ASTA’s CEO said the
society is “disappointed” in the U.S. Department of Labor’s (DOL) final rule
updating overtime regulations, which was announced Wednesday.
According to the DOL,
the rule sets the standard salary level at the 40th percentile of earnings that
full-time, salaried workers earn in the lowest wage census region. That region
is currently the south at $913 per week or $47,476 annually. It also set up a
mechanism to automatically update salary and compensation levels every three
years.
The standard salary
level is used to determine which salaried workers are eligible for overtime pay
(time-and-a-half) if they work more than 40 hours per week.

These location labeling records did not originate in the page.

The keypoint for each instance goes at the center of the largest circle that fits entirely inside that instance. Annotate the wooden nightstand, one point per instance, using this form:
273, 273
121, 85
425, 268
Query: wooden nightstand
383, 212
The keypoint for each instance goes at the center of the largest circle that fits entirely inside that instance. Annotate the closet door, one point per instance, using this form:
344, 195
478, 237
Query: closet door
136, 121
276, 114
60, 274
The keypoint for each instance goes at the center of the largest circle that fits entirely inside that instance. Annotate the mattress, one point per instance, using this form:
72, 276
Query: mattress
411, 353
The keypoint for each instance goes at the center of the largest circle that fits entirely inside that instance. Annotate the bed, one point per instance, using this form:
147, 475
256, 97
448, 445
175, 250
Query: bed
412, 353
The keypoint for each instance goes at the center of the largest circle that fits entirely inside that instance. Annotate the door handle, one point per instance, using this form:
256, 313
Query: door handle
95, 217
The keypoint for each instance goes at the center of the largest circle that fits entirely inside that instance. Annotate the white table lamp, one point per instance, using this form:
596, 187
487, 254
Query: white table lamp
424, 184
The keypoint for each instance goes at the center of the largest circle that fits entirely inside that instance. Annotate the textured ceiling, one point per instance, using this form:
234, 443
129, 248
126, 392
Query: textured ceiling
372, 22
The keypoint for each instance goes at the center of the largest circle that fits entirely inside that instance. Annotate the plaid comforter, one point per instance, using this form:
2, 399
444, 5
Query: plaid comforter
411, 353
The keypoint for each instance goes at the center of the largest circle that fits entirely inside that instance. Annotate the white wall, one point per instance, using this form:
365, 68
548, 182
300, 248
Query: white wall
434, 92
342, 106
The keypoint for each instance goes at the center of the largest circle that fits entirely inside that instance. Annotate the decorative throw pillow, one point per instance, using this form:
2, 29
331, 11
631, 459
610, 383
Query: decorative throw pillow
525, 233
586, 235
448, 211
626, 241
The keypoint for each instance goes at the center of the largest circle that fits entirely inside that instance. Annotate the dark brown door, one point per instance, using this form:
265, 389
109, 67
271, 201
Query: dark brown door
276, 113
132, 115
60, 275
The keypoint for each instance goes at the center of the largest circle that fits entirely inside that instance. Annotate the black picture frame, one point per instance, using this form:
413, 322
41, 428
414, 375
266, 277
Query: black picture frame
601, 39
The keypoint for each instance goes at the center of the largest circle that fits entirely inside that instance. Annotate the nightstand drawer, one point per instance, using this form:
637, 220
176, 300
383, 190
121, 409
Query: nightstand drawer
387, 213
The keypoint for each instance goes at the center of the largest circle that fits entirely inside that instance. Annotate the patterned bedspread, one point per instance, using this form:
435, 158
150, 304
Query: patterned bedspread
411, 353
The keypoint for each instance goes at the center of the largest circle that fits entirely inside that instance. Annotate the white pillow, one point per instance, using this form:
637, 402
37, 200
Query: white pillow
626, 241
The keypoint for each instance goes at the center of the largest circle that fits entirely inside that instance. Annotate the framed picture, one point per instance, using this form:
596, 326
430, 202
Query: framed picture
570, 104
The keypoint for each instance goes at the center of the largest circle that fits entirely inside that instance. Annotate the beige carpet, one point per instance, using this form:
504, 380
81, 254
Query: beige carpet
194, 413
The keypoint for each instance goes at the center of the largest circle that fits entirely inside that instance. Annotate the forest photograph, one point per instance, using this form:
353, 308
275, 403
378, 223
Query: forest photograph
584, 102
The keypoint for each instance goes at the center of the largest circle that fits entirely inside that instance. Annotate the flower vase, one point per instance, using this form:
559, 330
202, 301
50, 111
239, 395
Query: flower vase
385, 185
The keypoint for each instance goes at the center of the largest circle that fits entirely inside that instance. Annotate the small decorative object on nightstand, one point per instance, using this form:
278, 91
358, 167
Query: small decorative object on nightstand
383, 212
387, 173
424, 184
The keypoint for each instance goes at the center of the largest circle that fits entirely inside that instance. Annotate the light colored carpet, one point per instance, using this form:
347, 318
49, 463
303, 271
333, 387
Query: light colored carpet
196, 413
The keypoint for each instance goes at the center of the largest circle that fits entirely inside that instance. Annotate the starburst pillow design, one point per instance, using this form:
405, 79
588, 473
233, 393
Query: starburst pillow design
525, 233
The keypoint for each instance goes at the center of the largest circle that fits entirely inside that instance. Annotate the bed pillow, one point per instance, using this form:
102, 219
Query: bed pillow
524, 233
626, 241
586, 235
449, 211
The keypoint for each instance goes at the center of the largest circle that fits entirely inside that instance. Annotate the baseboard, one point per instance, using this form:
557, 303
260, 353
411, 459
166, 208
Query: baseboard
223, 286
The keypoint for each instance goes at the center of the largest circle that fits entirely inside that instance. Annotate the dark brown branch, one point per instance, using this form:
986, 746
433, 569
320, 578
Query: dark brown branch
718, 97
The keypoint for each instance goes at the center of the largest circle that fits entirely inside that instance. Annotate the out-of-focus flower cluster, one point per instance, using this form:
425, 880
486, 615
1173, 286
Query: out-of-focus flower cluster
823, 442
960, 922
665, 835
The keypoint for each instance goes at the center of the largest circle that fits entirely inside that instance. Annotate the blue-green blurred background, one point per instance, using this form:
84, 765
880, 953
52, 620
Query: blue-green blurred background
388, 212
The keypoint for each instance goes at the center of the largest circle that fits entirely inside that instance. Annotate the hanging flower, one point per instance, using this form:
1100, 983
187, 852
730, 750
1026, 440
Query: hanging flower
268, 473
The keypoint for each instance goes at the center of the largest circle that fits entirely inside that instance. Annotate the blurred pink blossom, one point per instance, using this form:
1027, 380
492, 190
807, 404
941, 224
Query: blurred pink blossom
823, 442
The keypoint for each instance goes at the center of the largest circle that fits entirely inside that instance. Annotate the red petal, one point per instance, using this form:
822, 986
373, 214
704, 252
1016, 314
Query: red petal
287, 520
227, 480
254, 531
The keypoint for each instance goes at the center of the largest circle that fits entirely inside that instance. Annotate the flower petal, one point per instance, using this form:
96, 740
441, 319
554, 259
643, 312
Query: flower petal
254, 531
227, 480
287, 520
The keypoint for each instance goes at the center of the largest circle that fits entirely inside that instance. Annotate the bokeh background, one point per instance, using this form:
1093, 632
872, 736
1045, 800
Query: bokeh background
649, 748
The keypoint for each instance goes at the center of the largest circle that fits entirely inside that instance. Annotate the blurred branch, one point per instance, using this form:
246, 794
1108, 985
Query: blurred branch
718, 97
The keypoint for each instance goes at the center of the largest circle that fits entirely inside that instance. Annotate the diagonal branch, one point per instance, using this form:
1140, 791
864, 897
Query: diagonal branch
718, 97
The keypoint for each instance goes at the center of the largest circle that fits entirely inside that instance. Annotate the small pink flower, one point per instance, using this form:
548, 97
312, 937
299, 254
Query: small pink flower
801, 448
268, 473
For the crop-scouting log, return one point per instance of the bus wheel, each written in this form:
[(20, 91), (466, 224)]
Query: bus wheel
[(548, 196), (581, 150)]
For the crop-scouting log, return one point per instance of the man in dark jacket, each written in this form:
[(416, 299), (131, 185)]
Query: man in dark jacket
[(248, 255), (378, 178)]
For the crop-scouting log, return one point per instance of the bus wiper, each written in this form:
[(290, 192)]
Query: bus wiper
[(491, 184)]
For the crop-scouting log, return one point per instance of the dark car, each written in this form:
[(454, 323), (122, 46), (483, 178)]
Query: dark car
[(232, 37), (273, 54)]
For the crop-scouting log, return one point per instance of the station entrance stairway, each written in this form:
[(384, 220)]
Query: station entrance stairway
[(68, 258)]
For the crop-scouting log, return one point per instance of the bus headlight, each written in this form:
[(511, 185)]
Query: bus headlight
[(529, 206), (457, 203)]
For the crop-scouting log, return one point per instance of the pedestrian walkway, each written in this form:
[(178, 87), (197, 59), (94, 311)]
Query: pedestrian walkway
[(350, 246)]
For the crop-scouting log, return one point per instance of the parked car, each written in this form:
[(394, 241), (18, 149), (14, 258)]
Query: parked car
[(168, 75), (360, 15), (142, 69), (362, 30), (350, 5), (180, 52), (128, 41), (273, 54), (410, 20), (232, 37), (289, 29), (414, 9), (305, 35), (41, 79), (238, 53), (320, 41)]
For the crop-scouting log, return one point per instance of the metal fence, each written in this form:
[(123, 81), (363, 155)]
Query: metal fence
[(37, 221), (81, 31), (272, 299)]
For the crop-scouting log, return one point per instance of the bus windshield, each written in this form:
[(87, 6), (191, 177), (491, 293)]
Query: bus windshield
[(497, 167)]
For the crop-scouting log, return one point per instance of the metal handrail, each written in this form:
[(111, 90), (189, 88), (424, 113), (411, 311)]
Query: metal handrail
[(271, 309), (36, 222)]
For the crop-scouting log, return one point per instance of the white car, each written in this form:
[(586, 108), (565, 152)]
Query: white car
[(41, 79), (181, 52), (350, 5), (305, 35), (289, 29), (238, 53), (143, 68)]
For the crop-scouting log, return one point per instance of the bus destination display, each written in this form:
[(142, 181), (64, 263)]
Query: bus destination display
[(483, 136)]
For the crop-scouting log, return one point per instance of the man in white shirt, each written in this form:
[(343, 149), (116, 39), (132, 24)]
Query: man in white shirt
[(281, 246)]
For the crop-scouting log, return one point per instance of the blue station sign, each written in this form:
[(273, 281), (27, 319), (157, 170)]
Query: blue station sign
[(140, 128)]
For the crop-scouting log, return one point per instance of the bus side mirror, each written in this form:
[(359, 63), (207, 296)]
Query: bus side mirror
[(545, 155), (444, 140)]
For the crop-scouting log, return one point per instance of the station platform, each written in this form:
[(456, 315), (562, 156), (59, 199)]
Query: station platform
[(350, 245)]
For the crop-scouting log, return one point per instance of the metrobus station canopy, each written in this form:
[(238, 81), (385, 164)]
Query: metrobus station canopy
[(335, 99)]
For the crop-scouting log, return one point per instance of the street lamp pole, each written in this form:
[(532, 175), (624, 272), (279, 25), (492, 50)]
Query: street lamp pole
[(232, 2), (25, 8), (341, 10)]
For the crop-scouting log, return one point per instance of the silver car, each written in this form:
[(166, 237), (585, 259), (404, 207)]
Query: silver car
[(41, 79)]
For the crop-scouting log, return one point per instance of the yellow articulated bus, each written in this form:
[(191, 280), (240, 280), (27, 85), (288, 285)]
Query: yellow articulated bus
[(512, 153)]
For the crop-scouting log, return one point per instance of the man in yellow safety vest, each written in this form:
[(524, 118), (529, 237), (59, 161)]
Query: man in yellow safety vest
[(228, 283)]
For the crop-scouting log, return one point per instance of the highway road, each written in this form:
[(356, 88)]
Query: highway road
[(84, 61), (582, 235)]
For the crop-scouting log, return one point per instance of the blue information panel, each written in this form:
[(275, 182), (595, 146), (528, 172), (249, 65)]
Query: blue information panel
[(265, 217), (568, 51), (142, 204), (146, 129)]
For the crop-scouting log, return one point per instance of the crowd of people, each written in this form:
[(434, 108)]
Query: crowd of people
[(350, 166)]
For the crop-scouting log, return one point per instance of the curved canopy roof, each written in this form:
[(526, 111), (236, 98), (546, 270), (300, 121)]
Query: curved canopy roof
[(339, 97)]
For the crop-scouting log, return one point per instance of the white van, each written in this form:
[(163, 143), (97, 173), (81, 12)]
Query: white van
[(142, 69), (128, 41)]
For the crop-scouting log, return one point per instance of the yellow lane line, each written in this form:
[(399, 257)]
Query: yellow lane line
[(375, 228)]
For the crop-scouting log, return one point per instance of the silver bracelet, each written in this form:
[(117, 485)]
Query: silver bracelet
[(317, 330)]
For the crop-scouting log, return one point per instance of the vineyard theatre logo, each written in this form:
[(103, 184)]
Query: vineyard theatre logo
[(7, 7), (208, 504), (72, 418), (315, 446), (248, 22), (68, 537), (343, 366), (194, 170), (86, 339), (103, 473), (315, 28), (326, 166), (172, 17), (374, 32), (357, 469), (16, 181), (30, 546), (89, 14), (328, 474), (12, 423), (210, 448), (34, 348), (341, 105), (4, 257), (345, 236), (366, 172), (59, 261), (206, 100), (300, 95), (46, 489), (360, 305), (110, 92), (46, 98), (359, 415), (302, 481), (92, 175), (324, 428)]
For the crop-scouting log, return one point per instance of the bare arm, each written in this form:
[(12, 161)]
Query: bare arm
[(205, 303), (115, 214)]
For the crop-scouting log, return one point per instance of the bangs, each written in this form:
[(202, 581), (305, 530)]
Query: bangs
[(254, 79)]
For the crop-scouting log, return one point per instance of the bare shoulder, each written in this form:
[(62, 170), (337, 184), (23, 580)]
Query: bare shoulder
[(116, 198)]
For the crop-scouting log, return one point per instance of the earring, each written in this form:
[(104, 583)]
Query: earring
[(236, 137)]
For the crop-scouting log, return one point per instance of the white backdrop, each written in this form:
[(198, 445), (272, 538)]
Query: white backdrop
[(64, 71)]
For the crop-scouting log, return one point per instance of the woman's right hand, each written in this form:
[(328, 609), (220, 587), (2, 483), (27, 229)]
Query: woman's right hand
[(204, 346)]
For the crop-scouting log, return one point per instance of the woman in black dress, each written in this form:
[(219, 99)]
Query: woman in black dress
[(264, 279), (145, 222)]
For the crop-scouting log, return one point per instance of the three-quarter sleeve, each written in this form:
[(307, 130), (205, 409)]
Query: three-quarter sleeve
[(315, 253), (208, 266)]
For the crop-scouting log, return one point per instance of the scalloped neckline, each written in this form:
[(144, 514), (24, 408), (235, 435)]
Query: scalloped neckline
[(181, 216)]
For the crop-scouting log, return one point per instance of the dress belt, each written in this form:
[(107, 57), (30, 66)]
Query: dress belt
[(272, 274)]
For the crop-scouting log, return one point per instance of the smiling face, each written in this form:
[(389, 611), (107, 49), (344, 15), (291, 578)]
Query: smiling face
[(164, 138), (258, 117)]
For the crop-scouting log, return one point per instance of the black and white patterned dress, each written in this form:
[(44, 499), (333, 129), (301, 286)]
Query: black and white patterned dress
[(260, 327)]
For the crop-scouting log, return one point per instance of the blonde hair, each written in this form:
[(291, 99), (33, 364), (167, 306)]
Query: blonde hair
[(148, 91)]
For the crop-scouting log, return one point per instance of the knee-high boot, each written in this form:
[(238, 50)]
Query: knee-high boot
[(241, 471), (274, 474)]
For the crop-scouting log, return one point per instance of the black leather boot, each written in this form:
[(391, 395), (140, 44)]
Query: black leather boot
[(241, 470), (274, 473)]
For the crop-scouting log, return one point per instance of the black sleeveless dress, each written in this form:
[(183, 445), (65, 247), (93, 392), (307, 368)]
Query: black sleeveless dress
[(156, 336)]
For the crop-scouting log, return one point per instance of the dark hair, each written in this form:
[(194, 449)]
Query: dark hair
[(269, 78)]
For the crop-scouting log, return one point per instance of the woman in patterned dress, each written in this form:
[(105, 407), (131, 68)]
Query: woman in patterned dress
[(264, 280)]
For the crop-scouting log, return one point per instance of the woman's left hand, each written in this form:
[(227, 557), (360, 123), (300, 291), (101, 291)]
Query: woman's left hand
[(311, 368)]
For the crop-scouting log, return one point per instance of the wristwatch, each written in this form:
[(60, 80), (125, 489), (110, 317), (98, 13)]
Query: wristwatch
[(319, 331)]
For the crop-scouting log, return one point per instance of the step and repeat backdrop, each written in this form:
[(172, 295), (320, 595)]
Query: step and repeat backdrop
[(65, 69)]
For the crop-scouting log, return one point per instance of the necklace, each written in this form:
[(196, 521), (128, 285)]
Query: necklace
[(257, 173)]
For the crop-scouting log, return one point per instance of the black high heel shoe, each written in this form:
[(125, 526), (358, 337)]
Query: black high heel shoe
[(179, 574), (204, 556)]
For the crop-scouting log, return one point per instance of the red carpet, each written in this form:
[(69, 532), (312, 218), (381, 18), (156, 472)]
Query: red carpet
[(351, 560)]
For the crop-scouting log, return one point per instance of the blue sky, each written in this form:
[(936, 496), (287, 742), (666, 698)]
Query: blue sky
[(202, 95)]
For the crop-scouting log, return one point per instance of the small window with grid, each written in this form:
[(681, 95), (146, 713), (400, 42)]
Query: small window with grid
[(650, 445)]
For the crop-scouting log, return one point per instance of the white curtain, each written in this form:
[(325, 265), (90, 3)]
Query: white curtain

When the final rule
becomes effective on Dec. 1, most salaried workers that make up to $47,476
annually must get overtime pay if they work over 40 hours in a week.
The previous standard salary
level was $455 per week or $23,660 annually, set in 2004.
ASTA CEO Zane Kerby said
the new rule “will more than double the salary threshold below
which workers will be eligible to receive overtime pay.”
“While we believe
employees should be compensated fairly, in the public comments we filed last
September we expressed our grave concerns that an increase of this magnitude
with little lean time will cause significant disruption to our members’
business operations and the travel agency community as a whole, which will be
felt ultimately by the traveling public,” Kerby said.
He also said the society
felt the provision increasing the salary threshold every three years, without
accounting for the different costs of living throughout the country, is “an
additional burden on all small businesses.”
ASTA has met with the
department in an effort to give members “some relief from the final rule,”
Kerby said, but will also assist members in complying with the new regulations
via webinars and educational programs.